Notes from Annapolis: A New Day in the New Year

As we all know, in the month of November, Marylanders went to the polls and elected a new governor, new members of the General Assembly, new local government officials, and a new Congressional delegation. While the faces representing Marylanders in the federal system have remained the same, in January 2015 there will be significant changes in the composition of the officials in state government. While Democrats still dominate the Maryland General Assembly, the Republican Party has made major gains. Aside from the victory of Governor-elect Larry Hogan, there is a huge turn-over in the membership of the House of Delegates and the Senate with more Republicans who have been elected to the General Assembly than in previous years. At present, the Democratic leadership team in the General Assembly (under the aegis of Senate President Mike Miller and House Speaker Mike Busch) is organizing to fill slots in the various committees of the General Assembly.

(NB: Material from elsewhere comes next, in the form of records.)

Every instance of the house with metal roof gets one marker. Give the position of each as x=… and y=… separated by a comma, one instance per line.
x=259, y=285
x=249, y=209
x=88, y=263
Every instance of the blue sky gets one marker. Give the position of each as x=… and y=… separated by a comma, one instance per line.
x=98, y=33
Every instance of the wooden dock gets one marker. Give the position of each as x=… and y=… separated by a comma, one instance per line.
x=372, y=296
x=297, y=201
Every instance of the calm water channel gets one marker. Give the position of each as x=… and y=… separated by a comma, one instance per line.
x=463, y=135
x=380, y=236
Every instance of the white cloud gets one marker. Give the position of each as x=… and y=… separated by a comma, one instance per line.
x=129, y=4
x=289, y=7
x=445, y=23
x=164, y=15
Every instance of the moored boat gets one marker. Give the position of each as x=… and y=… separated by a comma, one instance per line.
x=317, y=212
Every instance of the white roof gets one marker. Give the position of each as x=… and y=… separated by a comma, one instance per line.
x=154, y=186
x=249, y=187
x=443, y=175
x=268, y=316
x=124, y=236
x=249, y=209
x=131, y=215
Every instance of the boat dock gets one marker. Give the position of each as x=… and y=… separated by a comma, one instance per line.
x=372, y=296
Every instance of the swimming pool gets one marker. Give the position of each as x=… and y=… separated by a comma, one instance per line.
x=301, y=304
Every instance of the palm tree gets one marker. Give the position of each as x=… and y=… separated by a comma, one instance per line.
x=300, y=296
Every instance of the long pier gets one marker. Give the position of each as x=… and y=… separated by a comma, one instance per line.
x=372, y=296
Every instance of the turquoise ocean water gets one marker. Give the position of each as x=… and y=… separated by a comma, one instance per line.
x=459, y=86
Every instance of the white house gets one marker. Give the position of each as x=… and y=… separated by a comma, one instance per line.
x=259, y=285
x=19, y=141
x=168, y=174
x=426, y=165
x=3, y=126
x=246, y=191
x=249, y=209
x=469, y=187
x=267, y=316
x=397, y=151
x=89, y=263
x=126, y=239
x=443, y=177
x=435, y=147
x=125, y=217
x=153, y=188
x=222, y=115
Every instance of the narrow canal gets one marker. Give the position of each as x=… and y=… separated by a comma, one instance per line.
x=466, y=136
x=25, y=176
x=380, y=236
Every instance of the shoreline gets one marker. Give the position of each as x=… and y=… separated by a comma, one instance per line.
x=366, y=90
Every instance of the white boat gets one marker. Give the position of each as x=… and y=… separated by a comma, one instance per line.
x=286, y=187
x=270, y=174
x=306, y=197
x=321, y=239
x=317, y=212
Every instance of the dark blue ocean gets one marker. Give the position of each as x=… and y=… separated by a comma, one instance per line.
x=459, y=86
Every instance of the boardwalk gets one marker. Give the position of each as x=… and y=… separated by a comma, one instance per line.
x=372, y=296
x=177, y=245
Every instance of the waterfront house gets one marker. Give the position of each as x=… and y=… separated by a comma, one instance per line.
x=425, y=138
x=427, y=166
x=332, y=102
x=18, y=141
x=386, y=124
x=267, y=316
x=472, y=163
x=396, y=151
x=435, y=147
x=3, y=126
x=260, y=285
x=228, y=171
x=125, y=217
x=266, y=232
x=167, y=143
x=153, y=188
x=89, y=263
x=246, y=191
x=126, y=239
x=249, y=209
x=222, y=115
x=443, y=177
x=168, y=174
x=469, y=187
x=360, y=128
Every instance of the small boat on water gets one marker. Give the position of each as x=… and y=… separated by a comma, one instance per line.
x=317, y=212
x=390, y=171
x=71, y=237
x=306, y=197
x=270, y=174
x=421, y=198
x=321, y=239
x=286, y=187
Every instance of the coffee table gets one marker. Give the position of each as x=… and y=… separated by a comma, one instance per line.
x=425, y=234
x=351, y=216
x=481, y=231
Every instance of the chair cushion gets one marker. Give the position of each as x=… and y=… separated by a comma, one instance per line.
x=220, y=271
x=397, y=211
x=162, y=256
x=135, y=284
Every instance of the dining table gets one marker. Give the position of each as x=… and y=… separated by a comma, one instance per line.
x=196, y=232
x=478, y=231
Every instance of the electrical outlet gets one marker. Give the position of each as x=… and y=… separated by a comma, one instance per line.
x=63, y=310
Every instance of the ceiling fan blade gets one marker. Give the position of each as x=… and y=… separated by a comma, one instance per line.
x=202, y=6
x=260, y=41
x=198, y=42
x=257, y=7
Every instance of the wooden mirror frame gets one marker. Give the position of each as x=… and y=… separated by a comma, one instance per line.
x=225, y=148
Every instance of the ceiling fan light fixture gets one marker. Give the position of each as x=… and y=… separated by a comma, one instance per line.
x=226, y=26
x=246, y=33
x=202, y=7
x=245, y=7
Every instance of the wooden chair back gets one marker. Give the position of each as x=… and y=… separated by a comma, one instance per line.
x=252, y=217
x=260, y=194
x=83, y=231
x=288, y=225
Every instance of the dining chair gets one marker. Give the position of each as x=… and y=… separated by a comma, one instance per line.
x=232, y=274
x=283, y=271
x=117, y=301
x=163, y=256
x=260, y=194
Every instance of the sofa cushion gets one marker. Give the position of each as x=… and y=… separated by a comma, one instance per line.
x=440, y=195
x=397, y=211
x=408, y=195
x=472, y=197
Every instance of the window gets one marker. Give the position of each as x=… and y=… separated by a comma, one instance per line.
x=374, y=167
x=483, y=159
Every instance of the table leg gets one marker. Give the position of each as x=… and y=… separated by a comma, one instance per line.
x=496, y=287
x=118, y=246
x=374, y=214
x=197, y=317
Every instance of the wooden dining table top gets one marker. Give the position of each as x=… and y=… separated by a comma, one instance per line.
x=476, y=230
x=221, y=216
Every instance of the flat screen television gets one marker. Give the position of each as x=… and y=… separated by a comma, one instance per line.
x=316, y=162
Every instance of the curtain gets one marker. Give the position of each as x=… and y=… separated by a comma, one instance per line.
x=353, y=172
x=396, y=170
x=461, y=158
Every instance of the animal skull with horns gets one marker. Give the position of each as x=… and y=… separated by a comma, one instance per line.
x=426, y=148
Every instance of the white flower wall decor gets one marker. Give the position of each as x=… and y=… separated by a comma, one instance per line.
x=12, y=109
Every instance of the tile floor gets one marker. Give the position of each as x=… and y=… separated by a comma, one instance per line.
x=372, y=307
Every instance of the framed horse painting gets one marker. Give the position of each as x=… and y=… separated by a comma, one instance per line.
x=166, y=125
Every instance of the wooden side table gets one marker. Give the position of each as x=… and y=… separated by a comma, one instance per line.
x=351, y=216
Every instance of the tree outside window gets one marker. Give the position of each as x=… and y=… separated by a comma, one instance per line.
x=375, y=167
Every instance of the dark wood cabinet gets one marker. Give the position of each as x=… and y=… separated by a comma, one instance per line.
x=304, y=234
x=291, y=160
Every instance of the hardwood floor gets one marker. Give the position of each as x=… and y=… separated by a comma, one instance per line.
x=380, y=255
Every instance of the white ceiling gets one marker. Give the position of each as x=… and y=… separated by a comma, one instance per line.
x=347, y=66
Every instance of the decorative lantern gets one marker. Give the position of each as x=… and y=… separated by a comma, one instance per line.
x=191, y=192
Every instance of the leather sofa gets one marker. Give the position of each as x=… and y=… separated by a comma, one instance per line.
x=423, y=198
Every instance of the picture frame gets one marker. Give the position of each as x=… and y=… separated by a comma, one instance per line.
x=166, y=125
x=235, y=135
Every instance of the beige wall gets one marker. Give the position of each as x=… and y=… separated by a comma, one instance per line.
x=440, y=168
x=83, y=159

As of the date of this edition of the Lifson Law E-Newsletter, the first round of chairs of certain standing Senate Committees was announced. The new chairs for the 2015 session of the Maryland General Assembly include the following people: Sen. Bobby Zirkin, Baltimore County, Judicial Proceedings; Sen. Jamie Raskin, Montgomery County, Executive Nominations and Joint Committee on Legislative Ethics; Sen. Edward Kasemeyer, Howard and Baltimore Counties, Budget and Taxation; Sen. Joan Carter Conway, Baltimore City, Education, Health and Environmental Affairs; and Sen. Katherine Klausmeier, Baltimore County, Rules. So far, only Del. Maggie L. McIntosh of Baltimore City has been officially chosen to be the chair of the House Appropriations Committee. In addition to the selection of committee chairs, the Democratic leadership in the Maryland General Assembly is also charged with the delicate task of assigning members of the General Assembly to specific committees. Not only must the preferences of the members of the General Assembly be considered, but the various committees must be balanced in terms of the geography, party affiliation, and professional backgrounds of the members. This assignment of various members to specific committees will be critical for lobbyists and citizens generally who care about legislation in Annapolis.